With that said... Im not loving the menus and controls on this thing. I might be spoiled or something, because i had an alpine IDA x305 with a real LCD screen and legit ipod controls for a long time, but so far getting into the menus to do adjustments on the fly is just... Clunky. The screen is OK, but nothing exiting. 

And the Ipod control is the worst of all. Why cant you use the knob to scroll through artists/playlists/etc? the controls just work totally differently for Ipod than in the rest of the menus. I guess its because it plugs into the changer port? I don't know, but i'm not lovin it. Searching my 30G ipod for a specific artist? Forgedaboutit.

The EQ doesnt give you a ton of adjustment, but probably enough, and i haven't even had a chance to get in there and do time alignment yet.

So, long story short, its a 5-6 year old unit, and you can tell. It works fine, and once you get it set up an learn to use it, it will probably be OK. And its a 110$ stereo. Not bad.


----------



## Bayboy (Dec 29, 2010)

You can definitely tell it's a bit outdated, but again compare it to headunits that cost the same as it would back then and it still beats out quite a bit. 

The UI is very confusing and it does take a while to tune it, that much I agree. Once you do get used to it and you remember how much it cost you, it's quirks can be easily overlooked. Having nothing but 40, 80, 120, & 160hz on previous low band parametric options really sucked. I needed 50-60hz real bad in most of my installs for some reason. It's like the key frequency to cut in order to reveal extension. Cut below that and lower bass suffers. Above it and things get muddy, yet remember the JVC does have a parametric that has the frequencies the graphic is missing. Far better parametrics than basic Pioneer headunits. Unfortunately you can't use both so you have to opt for the most useful. 
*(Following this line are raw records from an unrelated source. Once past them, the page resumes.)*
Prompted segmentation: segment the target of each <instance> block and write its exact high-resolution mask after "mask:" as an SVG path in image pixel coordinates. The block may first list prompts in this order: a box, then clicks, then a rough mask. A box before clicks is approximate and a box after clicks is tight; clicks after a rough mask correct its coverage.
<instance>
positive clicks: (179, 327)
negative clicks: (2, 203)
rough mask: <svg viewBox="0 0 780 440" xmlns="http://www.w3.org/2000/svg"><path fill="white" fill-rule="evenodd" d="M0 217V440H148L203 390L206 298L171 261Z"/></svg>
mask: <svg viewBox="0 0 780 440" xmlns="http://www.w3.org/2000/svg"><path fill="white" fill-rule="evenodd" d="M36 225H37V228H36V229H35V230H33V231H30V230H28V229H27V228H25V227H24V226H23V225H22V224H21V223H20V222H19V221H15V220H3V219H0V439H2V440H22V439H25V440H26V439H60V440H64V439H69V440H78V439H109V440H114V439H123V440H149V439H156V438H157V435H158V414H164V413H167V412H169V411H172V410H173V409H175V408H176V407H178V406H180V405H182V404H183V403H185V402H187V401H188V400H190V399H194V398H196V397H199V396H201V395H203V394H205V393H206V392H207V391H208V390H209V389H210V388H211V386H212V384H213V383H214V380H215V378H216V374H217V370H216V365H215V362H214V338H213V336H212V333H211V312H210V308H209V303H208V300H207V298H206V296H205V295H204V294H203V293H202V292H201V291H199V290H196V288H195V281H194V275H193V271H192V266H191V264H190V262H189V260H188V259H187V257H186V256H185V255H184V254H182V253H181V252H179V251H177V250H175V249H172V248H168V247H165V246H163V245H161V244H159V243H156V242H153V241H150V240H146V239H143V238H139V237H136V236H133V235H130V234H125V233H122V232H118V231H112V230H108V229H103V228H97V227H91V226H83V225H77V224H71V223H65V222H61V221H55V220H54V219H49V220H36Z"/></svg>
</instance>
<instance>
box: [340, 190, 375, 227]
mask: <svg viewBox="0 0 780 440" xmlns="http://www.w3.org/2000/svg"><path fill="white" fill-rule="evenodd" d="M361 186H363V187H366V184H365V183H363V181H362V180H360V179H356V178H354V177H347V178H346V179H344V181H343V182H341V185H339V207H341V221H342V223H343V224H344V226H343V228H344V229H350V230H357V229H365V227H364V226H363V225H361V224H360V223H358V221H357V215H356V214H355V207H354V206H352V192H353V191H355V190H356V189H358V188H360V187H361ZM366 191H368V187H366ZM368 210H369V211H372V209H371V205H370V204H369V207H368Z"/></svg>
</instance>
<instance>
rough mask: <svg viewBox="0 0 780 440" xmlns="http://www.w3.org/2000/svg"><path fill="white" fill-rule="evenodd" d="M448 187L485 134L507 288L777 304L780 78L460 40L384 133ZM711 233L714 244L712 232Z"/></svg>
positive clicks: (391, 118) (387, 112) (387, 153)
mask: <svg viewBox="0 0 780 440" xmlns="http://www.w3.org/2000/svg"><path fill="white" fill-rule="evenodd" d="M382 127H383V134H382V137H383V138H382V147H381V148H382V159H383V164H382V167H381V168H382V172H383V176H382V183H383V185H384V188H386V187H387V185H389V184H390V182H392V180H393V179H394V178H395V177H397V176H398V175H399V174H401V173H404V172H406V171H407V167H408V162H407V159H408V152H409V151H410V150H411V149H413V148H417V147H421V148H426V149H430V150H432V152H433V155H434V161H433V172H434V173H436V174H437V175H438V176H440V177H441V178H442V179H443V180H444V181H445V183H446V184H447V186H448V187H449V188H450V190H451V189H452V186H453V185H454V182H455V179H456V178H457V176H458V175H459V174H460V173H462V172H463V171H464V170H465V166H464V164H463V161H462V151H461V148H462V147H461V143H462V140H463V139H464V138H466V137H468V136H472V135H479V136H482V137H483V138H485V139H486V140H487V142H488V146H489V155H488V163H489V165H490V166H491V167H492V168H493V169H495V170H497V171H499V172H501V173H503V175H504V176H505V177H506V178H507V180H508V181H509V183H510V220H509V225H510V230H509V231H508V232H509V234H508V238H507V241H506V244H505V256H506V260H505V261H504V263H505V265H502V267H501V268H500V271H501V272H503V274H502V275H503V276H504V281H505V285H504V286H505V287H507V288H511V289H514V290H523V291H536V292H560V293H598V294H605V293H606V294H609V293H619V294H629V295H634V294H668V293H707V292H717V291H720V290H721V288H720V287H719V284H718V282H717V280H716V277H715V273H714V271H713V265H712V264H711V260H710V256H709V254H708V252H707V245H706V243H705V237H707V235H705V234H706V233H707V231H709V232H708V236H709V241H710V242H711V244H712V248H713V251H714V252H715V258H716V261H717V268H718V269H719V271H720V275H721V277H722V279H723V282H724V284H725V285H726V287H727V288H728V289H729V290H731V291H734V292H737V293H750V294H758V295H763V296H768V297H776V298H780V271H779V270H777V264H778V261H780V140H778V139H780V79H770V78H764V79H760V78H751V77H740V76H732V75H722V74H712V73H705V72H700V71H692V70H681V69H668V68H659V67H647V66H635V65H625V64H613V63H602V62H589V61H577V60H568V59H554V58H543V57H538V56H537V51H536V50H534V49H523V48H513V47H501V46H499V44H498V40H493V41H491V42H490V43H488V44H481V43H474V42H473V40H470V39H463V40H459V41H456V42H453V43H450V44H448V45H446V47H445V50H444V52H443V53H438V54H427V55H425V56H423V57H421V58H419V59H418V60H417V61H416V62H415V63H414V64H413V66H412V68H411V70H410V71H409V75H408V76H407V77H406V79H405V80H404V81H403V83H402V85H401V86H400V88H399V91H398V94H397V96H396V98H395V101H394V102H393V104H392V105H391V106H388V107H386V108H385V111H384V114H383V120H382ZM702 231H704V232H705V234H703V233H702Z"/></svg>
The one useful feature that's not so obvious is the mute. By pushing in the volume knob it's muted very simply. Something that older Pioneer units had to have a remote to accomplish it. 

The sound may be a bit colored, but that's hard to say when it's so revealing as well. I have Diamond 5.25" comps in the doors with those bright aluminum tweets. Even with the cheap Sony the truck came with the tweets sounded bright so I could guess and say the speakers are part of the problem. With the JVC at least I'm able to pinpoint it better than before which has made more detail come out. I could put the RTA in there to further deduce, but it's a work truck. Just adjust & go.

Are there better options? Of course! Is it better than most that lack at least half the features? I do believe so. Is it worth using? Quite frankly, I can not see me downgrading just because it's a little outdated or quirky. I'll put it up against what most are riding around with! The price makes it a steal!


----------